Tait Finds Art In Analytics
Greatest Challenge: Addressing the company's lack of sound, automated processes when it came to total compensation analysis and global salary administration.
Greatest Achievement: Creating both a compensation-analysis tool and an automated tool for salary administration in a short amount of time.
This article accompanies Reinventing Core HR.
By Michael J. O'Brien
Armed with a master's degree in accounting, Emily Tait's up-close relationship with numbers helps bring a big-picture perspective to global compensation at Gardner Denver.
Despite a background in accounting and compensation deep enough to fill a resume nearly three times over, it was a simple "Help Wanted" ad in a local newspaper that guided Emily Tait to a new career path as well as a spot on this year's HR's Rising Stars list.
The year was 2009, and Tait had spent the previous four years working in Chicago for Accenture, where she had started as a client-financial-management analyst after graduating with a master of accountancy degree from Western Illinois University in 2005. (She received a bachelor of business degree in accounting from the same university the year before.)
Within 20 months at Accenture, Tait quickly moved up the ranks to the position of client-financial-management specialist, where she was responsible for -- among other things -- providing financial advice to senior executives at several key clients and preparing cost estimates and pricing for new contracted work.

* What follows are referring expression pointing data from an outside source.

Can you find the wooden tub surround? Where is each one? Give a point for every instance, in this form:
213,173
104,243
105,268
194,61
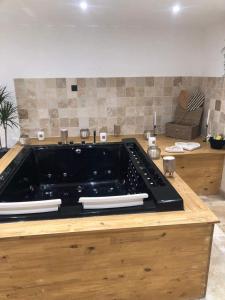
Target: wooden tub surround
150,256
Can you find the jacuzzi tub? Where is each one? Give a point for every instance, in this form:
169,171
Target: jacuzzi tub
68,173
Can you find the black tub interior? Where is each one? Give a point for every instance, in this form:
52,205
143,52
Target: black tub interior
68,172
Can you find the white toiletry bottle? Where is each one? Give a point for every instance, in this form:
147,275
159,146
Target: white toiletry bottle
103,137
41,135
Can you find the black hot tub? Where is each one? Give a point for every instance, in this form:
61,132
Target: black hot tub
70,172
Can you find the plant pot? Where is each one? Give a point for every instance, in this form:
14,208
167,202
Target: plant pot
216,144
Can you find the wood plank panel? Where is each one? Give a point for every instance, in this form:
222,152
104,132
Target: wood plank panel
203,173
164,264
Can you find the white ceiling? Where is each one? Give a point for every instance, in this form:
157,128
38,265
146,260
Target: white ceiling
112,13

She also managed five onshore analysts and two offshore analysts stationed in India.
Despite her quick rise through the consultancy's ranks, Tait was looking for a change, both geographically and career-wise, and she discovered it when she saw a job posting in a local paper for both a global-compensation analyst and an accounting position at global manufacturer Gardner Denver in Quincy, Ill.
"It was luck," Tait says of the serendipitous search. "My husband and I wanted to move closer to the Quincy area, and we had been in Chicago for five years, so we wanted to move back to be around family."
Tait says she applied for both the accounting and the global comp analyst jobs, but quickly "discovered the global comp job was what I wanted."
"I'm analytical by nature," she says, "and finance has all those analytical pieces. But [global compensation] also has a bit of art to it as well.
"Analysis will give you an exact figure," she adds, "but it's not always the right answer. So what can your business afford and what kinds of behaviors are you trying to drive?"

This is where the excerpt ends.